Difficulting initiating and maintaining sleep is cited in approximately 43% of elderly individuals. Older adults tend to experience insomnia and earlier wake times, with multiple studies hypothesizing it is due to the advanced circadian rhythm that accompanies age. This causes misaligned melatonin and cortisol secretion rhythms with the circadian clock. Decreased melatonin may be due to the gradual deterioration of the hypothalamic nuclei that drive circadian rhythms. Elderly individuals sleep 36% less than children at age 5. While the ability to sleep becomes more difficult, the need does not decrease. Additional factors include a continuous increase in sleep latency and nighttime awakenings, inconsistency of external cues such as light exposure, irregular meal times, nocturia, and decreased mobility leading to a reduction in exercise. The most notable change associated with aging is the progressive decrease in SWS.[30]

TBI

Studies have shown that individuals with a traumatic brain injury (TBI) experience prolonged sleep onset latencies, shorter total sleep time, and more nighttime awakenings than controls. TBI patients were also found to spend less time in REM sleep. These individuals report poor sleep quality, more daytime dysfunction, and the use of more sleep medication.[31]

As humans spend about one-third of their lives asleep, understanding the physiology and pathophysiology of sleep and sleep cycles becomes clinically significant. Lack of sleep affects our memory and ability to think clearly, and sleep deprivation can lead to neurological dysfunction such as mood swings and hallucinations. Those who do not get enough sleep are at higher risk of developing obesity, DM, and cardiovascular disease.[32]

Sleep difficulties are associated with adverse effects on well-being, functioning, and quality of life. Lack of or altered sleep can disrupt family life, well-being, and the ability to care for children or oneself.

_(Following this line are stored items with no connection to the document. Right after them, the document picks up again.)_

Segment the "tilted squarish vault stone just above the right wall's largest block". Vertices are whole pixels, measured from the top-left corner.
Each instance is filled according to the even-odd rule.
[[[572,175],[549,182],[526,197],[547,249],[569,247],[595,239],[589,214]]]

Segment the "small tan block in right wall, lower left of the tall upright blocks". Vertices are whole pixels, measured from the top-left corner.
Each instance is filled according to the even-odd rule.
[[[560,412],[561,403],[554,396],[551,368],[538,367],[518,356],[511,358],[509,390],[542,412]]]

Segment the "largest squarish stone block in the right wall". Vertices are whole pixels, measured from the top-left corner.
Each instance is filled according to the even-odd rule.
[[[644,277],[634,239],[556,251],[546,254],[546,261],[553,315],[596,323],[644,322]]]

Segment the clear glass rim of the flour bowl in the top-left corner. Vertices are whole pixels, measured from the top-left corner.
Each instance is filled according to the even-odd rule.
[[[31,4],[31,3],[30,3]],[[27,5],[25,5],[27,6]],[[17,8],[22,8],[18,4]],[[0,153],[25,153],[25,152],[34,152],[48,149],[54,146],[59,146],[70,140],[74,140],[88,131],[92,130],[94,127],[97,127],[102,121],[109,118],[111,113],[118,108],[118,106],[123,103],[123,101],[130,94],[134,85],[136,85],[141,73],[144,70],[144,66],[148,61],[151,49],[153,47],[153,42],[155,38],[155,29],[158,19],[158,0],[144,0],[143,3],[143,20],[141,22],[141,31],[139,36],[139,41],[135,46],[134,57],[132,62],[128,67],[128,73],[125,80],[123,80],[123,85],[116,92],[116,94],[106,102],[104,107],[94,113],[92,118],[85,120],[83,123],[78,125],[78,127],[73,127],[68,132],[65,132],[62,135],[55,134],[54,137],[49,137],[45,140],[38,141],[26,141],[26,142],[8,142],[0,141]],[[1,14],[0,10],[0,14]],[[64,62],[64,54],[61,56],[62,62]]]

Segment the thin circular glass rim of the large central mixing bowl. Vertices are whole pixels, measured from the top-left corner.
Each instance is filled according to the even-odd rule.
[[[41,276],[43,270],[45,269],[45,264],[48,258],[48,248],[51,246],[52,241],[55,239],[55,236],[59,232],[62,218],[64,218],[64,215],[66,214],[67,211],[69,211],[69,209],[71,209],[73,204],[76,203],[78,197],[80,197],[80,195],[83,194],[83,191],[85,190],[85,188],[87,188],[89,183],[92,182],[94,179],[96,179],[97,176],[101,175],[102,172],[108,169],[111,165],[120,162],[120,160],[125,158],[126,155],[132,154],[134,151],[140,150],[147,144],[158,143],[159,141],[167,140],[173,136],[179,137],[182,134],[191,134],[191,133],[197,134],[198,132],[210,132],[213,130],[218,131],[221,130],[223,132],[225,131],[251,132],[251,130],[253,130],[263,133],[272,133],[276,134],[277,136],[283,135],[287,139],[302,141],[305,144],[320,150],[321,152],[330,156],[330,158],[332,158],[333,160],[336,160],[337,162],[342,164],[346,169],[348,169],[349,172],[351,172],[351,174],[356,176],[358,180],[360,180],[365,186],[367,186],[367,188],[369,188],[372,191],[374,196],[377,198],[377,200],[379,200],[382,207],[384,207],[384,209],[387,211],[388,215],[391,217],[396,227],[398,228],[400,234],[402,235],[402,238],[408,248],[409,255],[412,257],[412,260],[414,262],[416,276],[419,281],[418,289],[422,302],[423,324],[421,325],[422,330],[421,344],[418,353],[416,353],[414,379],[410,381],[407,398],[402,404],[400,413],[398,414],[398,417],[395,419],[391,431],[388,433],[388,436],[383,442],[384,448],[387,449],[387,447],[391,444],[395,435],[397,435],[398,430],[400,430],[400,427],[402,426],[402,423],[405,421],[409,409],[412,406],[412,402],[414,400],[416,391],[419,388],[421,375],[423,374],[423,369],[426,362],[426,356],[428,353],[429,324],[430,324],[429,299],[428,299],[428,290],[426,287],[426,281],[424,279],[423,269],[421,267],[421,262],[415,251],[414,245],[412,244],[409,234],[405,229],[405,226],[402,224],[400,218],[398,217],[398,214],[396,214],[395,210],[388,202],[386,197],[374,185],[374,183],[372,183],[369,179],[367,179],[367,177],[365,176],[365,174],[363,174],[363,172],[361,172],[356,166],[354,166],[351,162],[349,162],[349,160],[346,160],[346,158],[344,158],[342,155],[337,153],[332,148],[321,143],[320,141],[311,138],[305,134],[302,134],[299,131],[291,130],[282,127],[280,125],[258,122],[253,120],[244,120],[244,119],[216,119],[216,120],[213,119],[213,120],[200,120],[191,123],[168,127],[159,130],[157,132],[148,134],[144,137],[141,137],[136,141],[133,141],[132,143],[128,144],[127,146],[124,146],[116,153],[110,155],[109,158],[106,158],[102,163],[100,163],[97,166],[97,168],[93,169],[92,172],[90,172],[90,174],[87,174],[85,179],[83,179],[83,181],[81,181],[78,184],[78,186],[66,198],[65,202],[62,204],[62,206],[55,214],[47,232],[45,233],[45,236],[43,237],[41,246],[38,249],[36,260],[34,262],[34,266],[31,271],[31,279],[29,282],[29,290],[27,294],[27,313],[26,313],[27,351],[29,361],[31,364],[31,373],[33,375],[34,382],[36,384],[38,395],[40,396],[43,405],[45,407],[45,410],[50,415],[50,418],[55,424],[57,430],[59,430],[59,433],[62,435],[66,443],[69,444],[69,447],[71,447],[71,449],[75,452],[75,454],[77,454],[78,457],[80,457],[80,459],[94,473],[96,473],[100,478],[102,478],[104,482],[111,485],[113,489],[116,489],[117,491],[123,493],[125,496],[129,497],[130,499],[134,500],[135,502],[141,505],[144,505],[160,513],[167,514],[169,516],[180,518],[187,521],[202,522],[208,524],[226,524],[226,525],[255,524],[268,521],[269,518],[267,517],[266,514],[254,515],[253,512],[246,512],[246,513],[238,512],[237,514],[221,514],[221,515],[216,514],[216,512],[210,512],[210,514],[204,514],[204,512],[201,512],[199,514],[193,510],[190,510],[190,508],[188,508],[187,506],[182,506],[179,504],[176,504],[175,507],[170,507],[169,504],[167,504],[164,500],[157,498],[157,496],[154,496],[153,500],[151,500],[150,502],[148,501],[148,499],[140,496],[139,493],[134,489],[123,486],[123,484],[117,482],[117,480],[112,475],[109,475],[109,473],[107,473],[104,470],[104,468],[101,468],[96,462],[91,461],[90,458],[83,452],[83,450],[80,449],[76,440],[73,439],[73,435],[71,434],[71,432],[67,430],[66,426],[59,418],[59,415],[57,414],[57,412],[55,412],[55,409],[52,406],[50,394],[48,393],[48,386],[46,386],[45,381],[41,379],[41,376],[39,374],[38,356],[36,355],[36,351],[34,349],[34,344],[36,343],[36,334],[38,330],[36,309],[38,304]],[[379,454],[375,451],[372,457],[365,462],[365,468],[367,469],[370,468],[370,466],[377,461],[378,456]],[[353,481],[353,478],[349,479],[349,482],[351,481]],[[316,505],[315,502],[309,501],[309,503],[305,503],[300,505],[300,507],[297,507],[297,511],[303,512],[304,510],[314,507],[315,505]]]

With 50 to 70 million Americans chronically suffering from a disorder of sleep and wakefulness, it is clinically significant to understand.

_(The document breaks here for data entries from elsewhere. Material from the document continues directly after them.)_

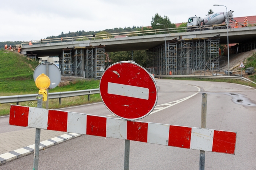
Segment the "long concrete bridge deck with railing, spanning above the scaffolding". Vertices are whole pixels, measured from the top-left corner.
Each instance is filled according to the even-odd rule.
[[[180,28],[179,28],[180,29]],[[227,29],[207,31],[178,32],[182,30],[158,29],[137,32],[124,32],[83,37],[64,37],[58,39],[44,39],[22,44],[23,54],[37,54],[42,56],[59,56],[63,49],[84,48],[90,46],[104,46],[106,52],[146,50],[163,45],[166,42],[179,39],[204,39],[218,37],[221,44],[227,43]],[[185,31],[185,29],[183,30]],[[228,29],[229,43],[241,43],[256,39],[256,26]],[[103,38],[103,39],[102,39]]]

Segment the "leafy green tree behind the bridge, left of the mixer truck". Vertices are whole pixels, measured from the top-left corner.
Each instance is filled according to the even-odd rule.
[[[164,17],[161,17],[158,13],[155,14],[154,17],[152,17],[151,26],[152,29],[163,29],[163,25],[156,25],[157,23],[165,25],[165,28],[175,28],[176,25],[170,22],[170,19],[164,15]]]

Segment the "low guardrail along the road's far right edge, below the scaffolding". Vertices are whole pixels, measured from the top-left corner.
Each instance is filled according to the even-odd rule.
[[[190,78],[206,78],[206,79],[237,79],[243,80],[246,82],[251,82],[256,84],[255,82],[245,78],[245,77],[235,77],[235,76],[199,76],[199,75],[155,75],[155,77],[190,77]]]

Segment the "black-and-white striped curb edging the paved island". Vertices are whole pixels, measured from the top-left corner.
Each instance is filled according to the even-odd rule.
[[[57,136],[55,138],[48,139],[46,141],[40,142],[39,150],[51,147],[53,145],[60,144],[64,141],[68,141],[69,139],[73,139],[81,136],[81,134],[77,133],[66,133],[61,136]],[[9,151],[7,153],[3,153],[0,155],[0,165],[4,164],[8,161],[12,161],[14,159],[20,158],[22,156],[29,155],[30,153],[34,153],[35,144],[29,145],[27,147],[23,147],[14,151]]]

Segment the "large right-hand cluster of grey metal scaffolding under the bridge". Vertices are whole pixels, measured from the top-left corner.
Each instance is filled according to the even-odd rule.
[[[147,67],[155,74],[188,75],[193,70],[219,69],[219,39],[180,39],[147,51]],[[167,69],[165,70],[165,67]]]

Insomnia is a common condition associated with significant impairment in function and quality of life, psychiatric and physical morbidity, and accidents. As such, effective treatment must be provided in clinical practice. Insomnia is a complaint of difficulty falling or staying asleep, associated with significant distress or impairment in daytime function, and occurs despite an adequate opportunity for sleep. It is a common condition, with an approximate general population point prevalence of 10%. As it is common, it will likely be seen in a clinical setting. Available treatment options include both non-medication treatments, most notably cognitive behavioral therapy (CBT) for insomnia, and a variety of pharmacologic therapies such as benzodiazepines, melatonin receptor agonists, selective histamine H1 antagonists, antidepressants, antipsychotics, anticonvulsants, and non-selective antihistamines.[33] 

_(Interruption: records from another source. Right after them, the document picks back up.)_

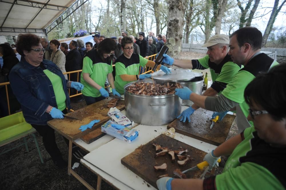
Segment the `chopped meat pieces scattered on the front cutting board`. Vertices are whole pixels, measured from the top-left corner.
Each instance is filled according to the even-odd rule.
[[[182,155],[183,153],[188,152],[187,149],[184,149],[182,147],[178,150],[170,150],[167,147],[161,147],[160,145],[158,145],[156,143],[153,143],[152,145],[155,147],[156,152],[157,152],[155,155],[155,158],[158,156],[164,156],[168,153],[168,155],[170,155],[170,158],[172,159],[172,162],[174,162],[176,160],[176,157],[175,157],[175,155],[176,155],[178,158],[177,163],[179,166],[184,166],[184,165],[186,165],[186,163],[188,163],[192,160],[192,158],[189,155]],[[163,163],[160,166],[154,166],[154,169],[156,171],[158,171],[158,170],[167,171],[167,164]],[[182,171],[178,168],[175,169],[173,171],[173,173],[174,173],[174,175],[176,175],[180,178],[187,178],[186,175],[184,173],[182,173]],[[158,178],[167,177],[167,176],[168,176],[168,174],[164,174],[164,175],[158,176]]]

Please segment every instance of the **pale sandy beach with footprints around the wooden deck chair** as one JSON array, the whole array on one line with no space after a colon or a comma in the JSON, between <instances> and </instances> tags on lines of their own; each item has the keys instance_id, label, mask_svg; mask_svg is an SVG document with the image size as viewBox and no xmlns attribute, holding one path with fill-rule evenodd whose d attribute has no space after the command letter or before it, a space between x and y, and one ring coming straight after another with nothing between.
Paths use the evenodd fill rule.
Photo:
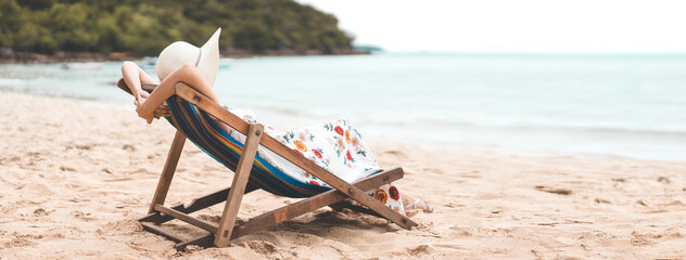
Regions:
<instances>
[{"instance_id":1,"label":"pale sandy beach with footprints around the wooden deck chair","mask_svg":"<svg viewBox=\"0 0 686 260\"><path fill-rule=\"evenodd\" d=\"M405 192L435 205L417 229L322 208L191 247L142 231L174 136L134 109L0 92L0 259L684 259L686 161L436 150L368 140ZM230 184L186 144L167 204ZM295 202L244 197L247 219ZM199 216L217 221L215 206ZM176 224L176 223L175 223Z\"/></svg>"}]
</instances>

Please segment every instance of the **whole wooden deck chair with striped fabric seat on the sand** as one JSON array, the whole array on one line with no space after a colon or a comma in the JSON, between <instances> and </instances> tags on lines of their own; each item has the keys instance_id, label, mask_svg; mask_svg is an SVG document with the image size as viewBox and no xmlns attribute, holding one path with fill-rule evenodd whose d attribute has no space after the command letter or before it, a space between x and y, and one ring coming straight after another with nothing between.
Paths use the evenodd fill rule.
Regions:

Alcohol, benzodiazepines, and barbiturates are associated with decreased REM sleep. Benzodiazepines are a significant class of drugs used for the treatment of insomnia as these tend to increase the arousal threshold in stage N3 and REM sleep. These two stages are already known to have the highest arousal threshold, and benzodiazepines further increase this threshold. They also tend to decrease the overall time spent in stage N3 and REM sleep and thus, can be used for night terrors and sleepwalking as these occur in the N3 and REM sleep phase.[34]